Instead of sending a vase of cut flowers, I decided this year to buy my mom a gift certificate to a garden center for Mother’s Day. It seemed more sustainable, to use a buzz word, not to mention fun. This way, I reasoned, she would get to pick out the coleus she wants for her container garden, which is the fun part of it anyway, at least the way I see it. Not that I don’t enjoy being in the dirt and wrestling with large stones and grappling pernicious deep-rooted weeds, but designing and selecting plant specimens for the garden appeals to my creative and imaginative impulses. It’s why I’ve chosen the two careers (writing and garden design) that I have, after all. I also wanted to invent board games (and may still some day, but that’s another story), work in a French patisserie, and become a paludier, but I’ve learned to narrow my passions over the years, for good or bad.

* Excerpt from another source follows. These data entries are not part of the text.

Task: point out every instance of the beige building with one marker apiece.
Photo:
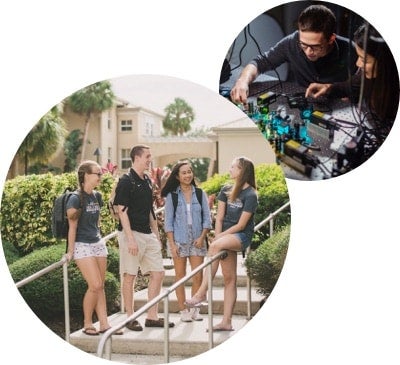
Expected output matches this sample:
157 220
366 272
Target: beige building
114 132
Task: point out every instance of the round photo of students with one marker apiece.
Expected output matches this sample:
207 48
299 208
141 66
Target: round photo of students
319 81
143 188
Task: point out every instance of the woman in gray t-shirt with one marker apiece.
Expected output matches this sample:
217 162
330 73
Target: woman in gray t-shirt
86 246
234 228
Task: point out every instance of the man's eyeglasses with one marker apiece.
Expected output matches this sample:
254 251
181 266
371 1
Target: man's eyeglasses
313 47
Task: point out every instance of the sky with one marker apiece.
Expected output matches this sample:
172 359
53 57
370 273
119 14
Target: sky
337 299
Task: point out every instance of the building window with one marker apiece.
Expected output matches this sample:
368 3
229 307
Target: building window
125 158
149 128
126 125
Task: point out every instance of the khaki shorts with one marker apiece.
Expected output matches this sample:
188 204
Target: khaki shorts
148 259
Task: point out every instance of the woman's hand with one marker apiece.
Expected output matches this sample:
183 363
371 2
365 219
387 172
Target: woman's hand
315 90
174 249
69 256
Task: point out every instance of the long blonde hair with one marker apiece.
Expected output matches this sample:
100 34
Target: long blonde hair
247 175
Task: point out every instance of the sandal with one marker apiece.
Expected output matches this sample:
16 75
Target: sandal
195 301
157 323
90 331
119 332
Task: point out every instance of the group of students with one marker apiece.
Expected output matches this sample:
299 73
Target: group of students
187 223
325 63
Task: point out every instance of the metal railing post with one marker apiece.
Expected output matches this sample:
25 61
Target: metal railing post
166 329
66 301
210 311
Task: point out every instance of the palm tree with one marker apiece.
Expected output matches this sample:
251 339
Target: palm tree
178 117
44 139
92 99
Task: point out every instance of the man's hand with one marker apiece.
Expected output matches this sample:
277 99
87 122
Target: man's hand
315 90
240 92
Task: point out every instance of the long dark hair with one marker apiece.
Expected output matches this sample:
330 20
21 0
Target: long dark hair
173 182
247 175
381 93
85 167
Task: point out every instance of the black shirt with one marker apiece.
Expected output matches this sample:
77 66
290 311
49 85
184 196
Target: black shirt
136 194
336 66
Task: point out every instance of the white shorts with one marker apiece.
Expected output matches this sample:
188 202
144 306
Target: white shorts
149 257
82 249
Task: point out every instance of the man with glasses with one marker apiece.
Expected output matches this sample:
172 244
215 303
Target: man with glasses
314 52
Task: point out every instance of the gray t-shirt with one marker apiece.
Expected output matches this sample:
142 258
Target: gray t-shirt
88 230
247 201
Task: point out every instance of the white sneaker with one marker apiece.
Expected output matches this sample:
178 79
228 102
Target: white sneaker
196 316
186 316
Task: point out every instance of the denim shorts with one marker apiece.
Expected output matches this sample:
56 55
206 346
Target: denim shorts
189 249
82 250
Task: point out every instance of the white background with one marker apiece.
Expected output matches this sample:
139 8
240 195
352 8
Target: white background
337 299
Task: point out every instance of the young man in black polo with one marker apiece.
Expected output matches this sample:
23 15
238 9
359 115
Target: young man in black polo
138 236
314 53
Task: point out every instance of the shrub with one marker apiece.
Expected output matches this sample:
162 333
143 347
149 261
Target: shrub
265 264
26 208
10 252
45 295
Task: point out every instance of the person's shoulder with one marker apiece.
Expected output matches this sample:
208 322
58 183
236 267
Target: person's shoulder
344 41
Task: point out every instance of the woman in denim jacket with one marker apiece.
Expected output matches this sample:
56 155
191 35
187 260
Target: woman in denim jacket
186 228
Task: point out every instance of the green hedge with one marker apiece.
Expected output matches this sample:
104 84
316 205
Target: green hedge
26 208
264 265
45 295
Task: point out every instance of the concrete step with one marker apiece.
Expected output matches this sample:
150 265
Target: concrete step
169 278
240 308
186 339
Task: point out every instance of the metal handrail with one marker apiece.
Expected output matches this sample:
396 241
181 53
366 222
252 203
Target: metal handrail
106 339
64 263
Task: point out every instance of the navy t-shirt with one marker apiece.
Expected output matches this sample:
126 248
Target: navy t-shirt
247 201
88 230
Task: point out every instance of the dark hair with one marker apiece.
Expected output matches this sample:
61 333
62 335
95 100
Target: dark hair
172 182
318 19
86 167
382 92
138 151
247 175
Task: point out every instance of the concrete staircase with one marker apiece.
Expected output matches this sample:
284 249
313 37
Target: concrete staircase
186 339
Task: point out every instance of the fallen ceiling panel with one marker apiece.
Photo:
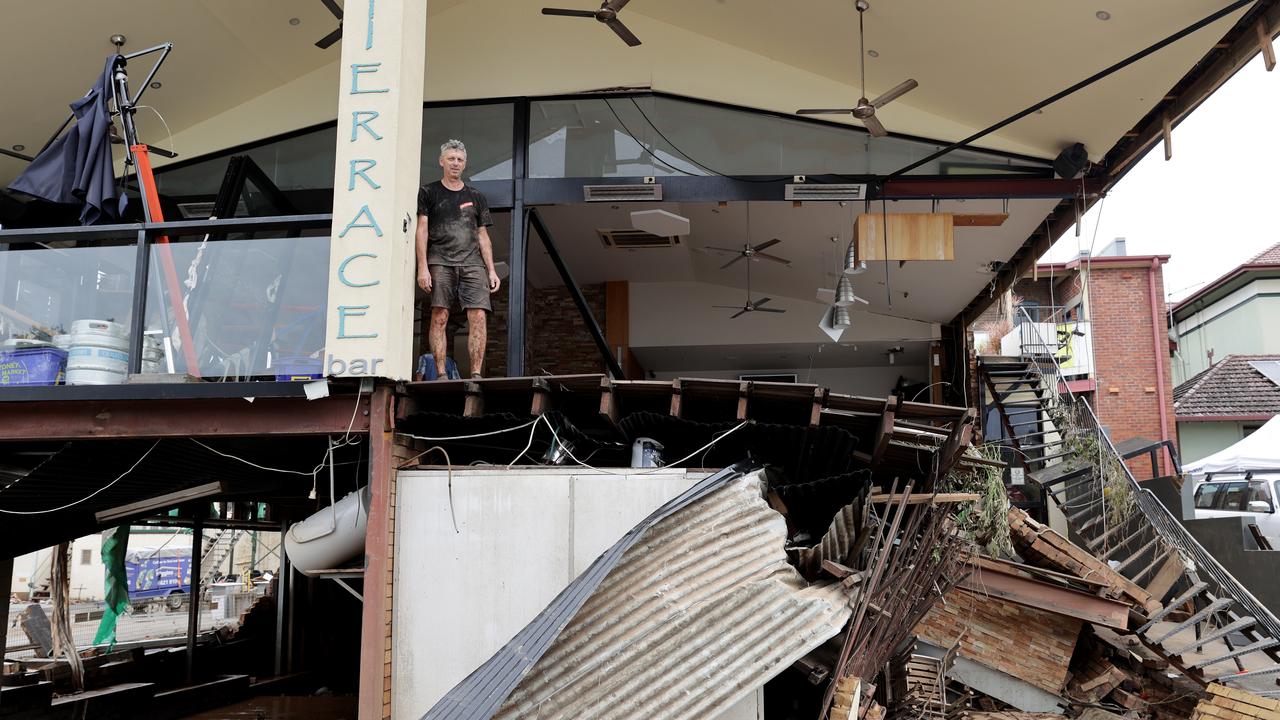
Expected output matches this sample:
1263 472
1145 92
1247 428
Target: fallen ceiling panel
691 610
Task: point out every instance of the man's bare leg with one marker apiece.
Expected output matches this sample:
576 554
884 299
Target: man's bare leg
478 336
439 320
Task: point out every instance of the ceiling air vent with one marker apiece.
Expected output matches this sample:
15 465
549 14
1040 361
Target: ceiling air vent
801 191
631 238
621 192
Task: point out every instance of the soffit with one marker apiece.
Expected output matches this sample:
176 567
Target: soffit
976 62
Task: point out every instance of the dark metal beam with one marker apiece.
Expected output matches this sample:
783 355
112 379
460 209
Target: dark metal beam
197 550
611 363
519 253
1011 187
137 320
1208 19
183 418
375 619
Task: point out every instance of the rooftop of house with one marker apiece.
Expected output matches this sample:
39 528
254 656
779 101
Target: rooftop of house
1266 260
1233 387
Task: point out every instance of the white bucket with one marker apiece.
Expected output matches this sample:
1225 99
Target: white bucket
332 536
152 355
99 354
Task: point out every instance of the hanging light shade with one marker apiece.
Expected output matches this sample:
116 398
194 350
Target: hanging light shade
841 318
853 265
845 292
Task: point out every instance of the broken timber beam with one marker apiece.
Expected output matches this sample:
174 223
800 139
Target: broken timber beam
926 497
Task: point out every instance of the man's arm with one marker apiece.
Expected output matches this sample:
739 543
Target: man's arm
424 274
487 254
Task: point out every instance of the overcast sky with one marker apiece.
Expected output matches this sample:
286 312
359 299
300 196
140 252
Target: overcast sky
1214 205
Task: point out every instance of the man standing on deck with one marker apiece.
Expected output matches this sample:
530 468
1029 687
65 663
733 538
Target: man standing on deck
455 256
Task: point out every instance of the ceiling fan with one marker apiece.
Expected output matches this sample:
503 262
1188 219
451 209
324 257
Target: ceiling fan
749 306
607 14
327 41
865 109
752 253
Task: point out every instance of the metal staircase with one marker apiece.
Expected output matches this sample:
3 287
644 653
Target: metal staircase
1059 442
216 552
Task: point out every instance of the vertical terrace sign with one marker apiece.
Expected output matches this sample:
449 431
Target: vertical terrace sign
370 309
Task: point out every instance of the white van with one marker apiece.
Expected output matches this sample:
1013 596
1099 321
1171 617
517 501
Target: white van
1239 496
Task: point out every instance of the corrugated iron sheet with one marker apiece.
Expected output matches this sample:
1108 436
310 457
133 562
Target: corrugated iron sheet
696 609
835 545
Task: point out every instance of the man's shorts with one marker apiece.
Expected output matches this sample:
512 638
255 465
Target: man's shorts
466 285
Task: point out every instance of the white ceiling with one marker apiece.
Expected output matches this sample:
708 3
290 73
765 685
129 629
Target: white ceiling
929 291
977 62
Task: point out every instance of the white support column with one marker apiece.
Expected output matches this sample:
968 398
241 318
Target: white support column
370 309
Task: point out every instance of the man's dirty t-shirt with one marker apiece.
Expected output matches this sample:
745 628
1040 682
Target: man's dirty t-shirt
453 219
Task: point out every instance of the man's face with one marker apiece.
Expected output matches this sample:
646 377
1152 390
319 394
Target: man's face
453 162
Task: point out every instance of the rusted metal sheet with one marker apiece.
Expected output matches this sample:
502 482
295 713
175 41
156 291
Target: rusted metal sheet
699 609
1046 596
231 417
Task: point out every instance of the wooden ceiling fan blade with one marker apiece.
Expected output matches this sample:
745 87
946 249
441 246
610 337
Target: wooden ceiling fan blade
333 8
621 30
895 92
565 13
773 258
327 41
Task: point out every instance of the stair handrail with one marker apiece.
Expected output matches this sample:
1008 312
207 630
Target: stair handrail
1057 368
1173 532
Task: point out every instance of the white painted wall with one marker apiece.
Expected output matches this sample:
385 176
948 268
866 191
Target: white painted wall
681 313
86 569
521 537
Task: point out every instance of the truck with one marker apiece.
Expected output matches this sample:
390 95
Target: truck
159 577
1242 496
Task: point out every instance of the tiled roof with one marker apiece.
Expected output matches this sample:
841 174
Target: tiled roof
1271 255
1230 387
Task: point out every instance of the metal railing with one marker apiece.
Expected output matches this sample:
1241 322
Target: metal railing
1170 529
149 237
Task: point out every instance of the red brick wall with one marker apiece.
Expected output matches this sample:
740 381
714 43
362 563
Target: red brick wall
1128 400
1024 642
556 336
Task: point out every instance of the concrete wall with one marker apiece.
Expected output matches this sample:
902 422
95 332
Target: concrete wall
521 537
86 569
1242 323
1228 540
876 382
1201 440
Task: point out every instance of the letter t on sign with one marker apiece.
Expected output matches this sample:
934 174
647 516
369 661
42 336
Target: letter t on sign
370 313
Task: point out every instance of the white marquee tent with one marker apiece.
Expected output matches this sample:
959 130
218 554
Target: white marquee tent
1258 451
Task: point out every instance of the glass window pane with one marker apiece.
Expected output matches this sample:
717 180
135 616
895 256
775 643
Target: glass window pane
1233 496
255 306
45 291
1205 496
664 136
304 162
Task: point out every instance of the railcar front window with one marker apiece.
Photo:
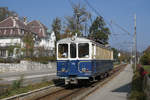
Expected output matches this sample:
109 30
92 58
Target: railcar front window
63 50
73 50
83 50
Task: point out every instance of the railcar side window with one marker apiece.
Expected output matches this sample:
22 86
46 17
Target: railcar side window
73 50
63 50
83 50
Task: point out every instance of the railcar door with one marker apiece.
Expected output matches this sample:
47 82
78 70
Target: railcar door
73 63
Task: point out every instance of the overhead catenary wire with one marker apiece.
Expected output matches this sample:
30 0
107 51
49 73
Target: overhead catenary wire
109 23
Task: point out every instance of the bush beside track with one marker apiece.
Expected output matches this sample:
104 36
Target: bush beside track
137 92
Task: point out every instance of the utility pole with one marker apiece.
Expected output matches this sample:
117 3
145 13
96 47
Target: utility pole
135 42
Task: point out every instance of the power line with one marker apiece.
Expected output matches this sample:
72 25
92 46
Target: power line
110 24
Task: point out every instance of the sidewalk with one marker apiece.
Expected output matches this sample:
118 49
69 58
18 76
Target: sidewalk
116 89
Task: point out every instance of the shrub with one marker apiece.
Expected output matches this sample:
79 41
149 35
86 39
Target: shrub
43 60
145 59
17 83
137 87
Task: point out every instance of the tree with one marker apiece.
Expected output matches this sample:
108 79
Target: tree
29 44
115 53
56 27
5 13
145 59
75 23
99 31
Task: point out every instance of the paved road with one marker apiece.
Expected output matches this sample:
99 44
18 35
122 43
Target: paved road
30 77
116 89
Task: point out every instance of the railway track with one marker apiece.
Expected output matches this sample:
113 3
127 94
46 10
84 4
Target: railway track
79 92
62 92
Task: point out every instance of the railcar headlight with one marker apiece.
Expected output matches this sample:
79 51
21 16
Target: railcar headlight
83 69
63 69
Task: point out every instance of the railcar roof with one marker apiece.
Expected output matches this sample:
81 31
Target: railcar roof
79 40
74 39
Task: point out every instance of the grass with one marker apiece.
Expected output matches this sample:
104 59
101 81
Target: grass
147 68
137 88
11 91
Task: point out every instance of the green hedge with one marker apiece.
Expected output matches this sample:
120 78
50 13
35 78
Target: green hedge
137 92
43 60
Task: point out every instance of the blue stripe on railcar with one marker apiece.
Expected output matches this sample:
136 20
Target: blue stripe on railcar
82 68
101 66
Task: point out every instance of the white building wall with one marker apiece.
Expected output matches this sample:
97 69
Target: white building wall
8 41
48 43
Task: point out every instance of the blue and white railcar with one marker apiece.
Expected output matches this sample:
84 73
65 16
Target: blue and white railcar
82 59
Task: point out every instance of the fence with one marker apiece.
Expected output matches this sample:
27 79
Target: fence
146 87
27 66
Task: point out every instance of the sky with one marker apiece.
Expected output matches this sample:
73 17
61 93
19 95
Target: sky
116 11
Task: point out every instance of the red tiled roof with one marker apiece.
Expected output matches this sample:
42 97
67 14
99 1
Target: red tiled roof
11 27
38 28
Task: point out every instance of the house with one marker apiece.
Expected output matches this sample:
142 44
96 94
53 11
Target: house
46 43
12 32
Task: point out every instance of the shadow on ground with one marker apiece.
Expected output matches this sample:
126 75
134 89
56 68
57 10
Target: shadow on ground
125 88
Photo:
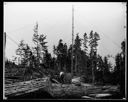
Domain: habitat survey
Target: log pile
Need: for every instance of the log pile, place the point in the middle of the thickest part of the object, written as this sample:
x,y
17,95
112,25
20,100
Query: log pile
x,y
58,90
20,88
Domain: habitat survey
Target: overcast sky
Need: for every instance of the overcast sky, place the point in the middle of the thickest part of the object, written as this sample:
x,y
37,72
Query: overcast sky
x,y
55,21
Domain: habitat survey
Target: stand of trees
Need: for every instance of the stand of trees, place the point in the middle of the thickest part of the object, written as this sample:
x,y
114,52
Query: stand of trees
x,y
87,62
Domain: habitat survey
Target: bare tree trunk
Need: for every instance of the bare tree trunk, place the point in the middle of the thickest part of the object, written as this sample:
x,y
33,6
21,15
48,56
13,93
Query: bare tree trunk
x,y
76,64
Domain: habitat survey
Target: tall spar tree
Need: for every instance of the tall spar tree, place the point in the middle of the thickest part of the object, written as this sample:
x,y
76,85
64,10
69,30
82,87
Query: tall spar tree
x,y
40,48
93,43
25,53
61,52
77,49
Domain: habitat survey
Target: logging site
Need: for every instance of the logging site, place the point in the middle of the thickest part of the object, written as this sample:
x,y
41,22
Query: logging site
x,y
72,51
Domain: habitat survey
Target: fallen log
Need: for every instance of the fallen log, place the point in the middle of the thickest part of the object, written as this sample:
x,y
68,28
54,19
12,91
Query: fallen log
x,y
24,87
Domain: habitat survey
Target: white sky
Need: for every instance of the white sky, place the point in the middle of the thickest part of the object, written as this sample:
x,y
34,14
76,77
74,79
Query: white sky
x,y
55,21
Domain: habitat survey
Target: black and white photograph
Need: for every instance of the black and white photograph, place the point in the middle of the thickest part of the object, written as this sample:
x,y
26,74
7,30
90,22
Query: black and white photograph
x,y
64,50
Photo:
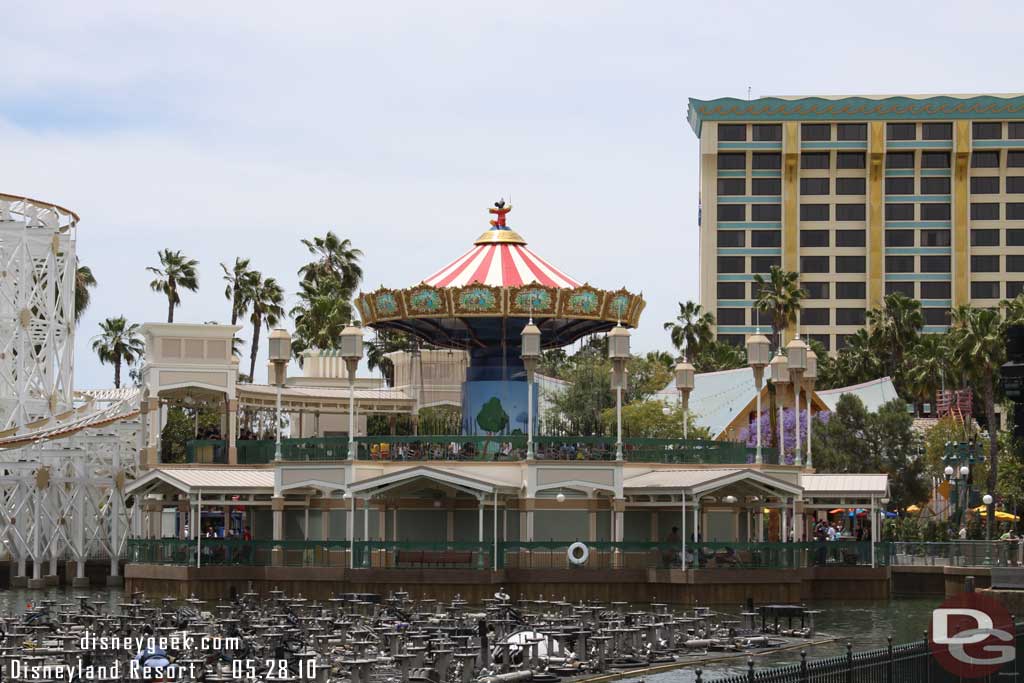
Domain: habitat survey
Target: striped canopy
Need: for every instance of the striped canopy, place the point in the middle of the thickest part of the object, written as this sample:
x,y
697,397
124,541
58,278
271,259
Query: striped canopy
x,y
500,258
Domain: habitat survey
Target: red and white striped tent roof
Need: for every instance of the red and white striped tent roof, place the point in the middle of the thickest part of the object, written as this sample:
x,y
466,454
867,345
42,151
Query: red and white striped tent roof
x,y
500,258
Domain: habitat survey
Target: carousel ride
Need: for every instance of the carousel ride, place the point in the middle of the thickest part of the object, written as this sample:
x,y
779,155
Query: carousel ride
x,y
481,302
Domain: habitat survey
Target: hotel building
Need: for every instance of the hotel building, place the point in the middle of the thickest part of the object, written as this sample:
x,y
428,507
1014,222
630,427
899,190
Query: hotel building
x,y
862,197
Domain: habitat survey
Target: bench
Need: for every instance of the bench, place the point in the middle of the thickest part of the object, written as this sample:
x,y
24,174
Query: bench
x,y
434,557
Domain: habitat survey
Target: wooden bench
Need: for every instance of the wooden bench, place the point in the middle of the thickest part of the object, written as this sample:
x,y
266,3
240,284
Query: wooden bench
x,y
434,557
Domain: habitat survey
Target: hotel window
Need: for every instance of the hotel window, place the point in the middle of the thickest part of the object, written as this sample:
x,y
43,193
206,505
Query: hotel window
x,y
984,263
935,185
934,160
981,211
854,160
728,132
731,162
984,290
984,160
850,290
731,290
731,264
901,131
765,263
899,160
814,264
731,212
760,212
850,316
851,131
984,238
815,131
906,289
936,131
935,264
935,212
814,212
770,132
814,185
899,238
899,185
814,238
731,239
732,316
766,186
766,239
899,212
985,184
850,238
899,264
731,186
814,316
814,160
850,185
935,238
815,290
986,130
935,290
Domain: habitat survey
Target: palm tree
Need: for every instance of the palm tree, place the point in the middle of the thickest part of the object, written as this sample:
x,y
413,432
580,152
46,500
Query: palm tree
x,y
176,271
119,341
266,302
779,296
84,281
691,330
979,348
240,280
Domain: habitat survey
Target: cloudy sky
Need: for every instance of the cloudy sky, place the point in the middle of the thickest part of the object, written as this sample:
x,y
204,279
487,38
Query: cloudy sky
x,y
236,128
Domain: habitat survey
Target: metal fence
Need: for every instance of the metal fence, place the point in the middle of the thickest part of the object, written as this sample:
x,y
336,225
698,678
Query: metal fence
x,y
909,663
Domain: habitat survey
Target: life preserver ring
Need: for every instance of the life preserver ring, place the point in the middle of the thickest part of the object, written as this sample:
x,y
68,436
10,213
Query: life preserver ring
x,y
578,553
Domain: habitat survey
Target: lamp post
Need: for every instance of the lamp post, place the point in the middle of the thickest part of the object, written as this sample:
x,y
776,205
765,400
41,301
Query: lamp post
x,y
530,356
351,352
684,384
779,377
280,353
758,355
810,375
796,355
619,353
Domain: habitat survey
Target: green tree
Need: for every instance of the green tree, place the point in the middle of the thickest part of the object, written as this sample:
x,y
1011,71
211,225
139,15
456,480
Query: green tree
x,y
118,342
779,296
691,330
176,271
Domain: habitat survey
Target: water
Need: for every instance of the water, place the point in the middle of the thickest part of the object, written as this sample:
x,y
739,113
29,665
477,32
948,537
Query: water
x,y
863,624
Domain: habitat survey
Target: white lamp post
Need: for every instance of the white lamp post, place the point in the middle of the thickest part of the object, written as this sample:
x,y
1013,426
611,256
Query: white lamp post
x,y
758,355
351,352
810,375
684,384
779,377
796,355
280,353
530,356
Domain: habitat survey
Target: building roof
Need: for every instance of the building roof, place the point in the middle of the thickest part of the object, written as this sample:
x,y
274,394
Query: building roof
x,y
859,108
872,394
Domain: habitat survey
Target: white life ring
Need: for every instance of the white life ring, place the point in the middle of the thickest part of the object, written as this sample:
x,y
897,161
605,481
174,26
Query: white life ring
x,y
578,553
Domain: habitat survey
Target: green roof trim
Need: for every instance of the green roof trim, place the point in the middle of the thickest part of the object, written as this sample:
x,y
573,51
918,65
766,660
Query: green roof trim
x,y
942,108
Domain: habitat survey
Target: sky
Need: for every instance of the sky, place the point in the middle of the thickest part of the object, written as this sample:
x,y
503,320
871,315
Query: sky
x,y
238,128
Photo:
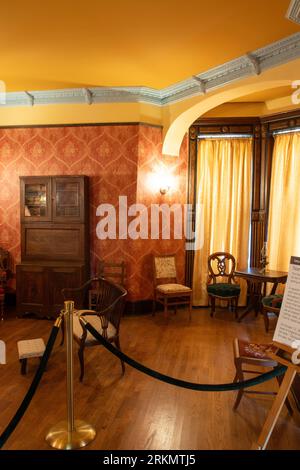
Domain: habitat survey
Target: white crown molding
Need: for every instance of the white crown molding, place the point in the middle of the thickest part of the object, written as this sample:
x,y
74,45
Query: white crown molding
x,y
293,13
255,62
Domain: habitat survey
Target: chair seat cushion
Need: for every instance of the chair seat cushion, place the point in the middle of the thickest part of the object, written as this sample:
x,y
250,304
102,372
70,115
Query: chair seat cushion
x,y
31,348
256,351
274,301
173,289
224,290
95,321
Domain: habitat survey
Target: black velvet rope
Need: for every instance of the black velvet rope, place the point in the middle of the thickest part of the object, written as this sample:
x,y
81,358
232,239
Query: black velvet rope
x,y
276,372
32,389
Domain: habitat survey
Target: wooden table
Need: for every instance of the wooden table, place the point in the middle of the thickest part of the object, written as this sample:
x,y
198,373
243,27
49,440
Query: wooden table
x,y
257,286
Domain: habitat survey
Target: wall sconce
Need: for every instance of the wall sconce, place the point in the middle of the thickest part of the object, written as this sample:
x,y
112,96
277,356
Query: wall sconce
x,y
164,189
161,180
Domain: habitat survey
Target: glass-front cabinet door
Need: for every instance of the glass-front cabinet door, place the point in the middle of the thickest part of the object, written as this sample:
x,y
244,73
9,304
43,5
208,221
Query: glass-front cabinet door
x,y
35,199
68,200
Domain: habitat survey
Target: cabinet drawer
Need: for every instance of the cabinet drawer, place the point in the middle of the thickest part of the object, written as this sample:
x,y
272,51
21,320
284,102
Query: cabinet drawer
x,y
53,243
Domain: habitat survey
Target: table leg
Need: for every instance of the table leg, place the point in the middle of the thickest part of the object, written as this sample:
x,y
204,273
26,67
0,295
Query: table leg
x,y
254,290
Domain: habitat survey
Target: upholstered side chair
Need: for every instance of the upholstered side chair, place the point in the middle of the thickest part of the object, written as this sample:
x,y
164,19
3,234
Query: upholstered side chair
x,y
256,356
221,283
167,290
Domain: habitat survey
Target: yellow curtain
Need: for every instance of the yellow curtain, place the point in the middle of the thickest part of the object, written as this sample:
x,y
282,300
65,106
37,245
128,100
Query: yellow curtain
x,y
224,204
284,213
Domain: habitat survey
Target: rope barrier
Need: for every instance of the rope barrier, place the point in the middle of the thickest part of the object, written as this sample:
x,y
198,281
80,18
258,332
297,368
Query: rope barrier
x,y
32,389
276,372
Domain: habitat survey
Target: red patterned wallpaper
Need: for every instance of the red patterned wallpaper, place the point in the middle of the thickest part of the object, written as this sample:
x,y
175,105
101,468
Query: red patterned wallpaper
x,y
118,159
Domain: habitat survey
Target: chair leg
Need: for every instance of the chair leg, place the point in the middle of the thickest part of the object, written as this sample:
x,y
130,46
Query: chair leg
x,y
81,361
166,307
235,307
287,401
23,366
266,320
238,378
62,326
153,307
213,306
190,309
117,343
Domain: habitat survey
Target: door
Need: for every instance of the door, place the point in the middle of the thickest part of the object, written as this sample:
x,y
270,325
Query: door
x,y
35,199
68,199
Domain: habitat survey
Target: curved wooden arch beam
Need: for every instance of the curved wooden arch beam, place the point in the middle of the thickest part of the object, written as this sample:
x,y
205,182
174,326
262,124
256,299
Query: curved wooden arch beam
x,y
182,115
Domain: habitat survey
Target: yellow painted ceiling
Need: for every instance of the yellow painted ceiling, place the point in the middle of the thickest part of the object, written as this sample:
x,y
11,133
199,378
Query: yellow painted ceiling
x,y
60,44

Finding the best garden center proved to be tricky. I live in Austin, TX and my mom lives in Florida so I had to research online to find a good nursery near her home. In the end, I chose one called Yard Stop, which I liked for the simplicity of its name. They had no website, so I spent a good half hour checking various user review sites (Yelp, Yahoo) to find out a little more. There were a number of bad reviews posted, but this is Florida, folks, and you have to take these things with a grain of salt. People are cheap when it comes to plants and most of the “bad” reviews were people complaining, for instance, that Yard Stop did not guarantee their plants for a whole calendar year (like Home Depot or Lowe’s) and that they did not give free landscape design services. Really? Good for them, I think. Sounds like they know what their plants and services are worth.
Anyway, my mom loves coleus. All kinds. And there are many to choose from these days. Some are sun coleus and some are shade coleus and it’s important to know the difference. When I was a buyer for Gardens in Austin, I became intimately familiar with almost 100 coleus varieties. We even grew many of them ourselves, insuring we had a steady supply when local growers ran out. Though the website Coleus Finder lists a whopping 1433 varieties by name, we found only about 50-60 were available locally and many of those for only a week or two. You have to act fast. I liked the simple, solid-color large round-leaved varieties best (I feel the same way about caladiums) because of the way the simple blocks of color look when contrasted among other nearby plants (varieties with veins of two or three colors or fancy, frilled edges tended to clash and appear too busy for my eye, though there are a few I love, like ‘Henna’). I also tended not to mix different coleus in the same pot for the same reasons mentioned above. My favorites were: ‘Dark Chocolate’, ‘Limelight’, ‘Molten Orange’, ‘Red Head’ and ‘Chocolate Mint‘. New cultivars become available all the time and the names are increasingly imaginative, if not bizarre: ‘Dipped in Wine’, ‘Banchee Holiday’, ‘Batique Fetish’, ‘Massacre’ and my all-time favorite coleus name, ‘September Divorce’.
My mom, of course, can get whatever coleus she wants and plant them anyway she wants. It’s her garden, after all. Happy Mother’s Day.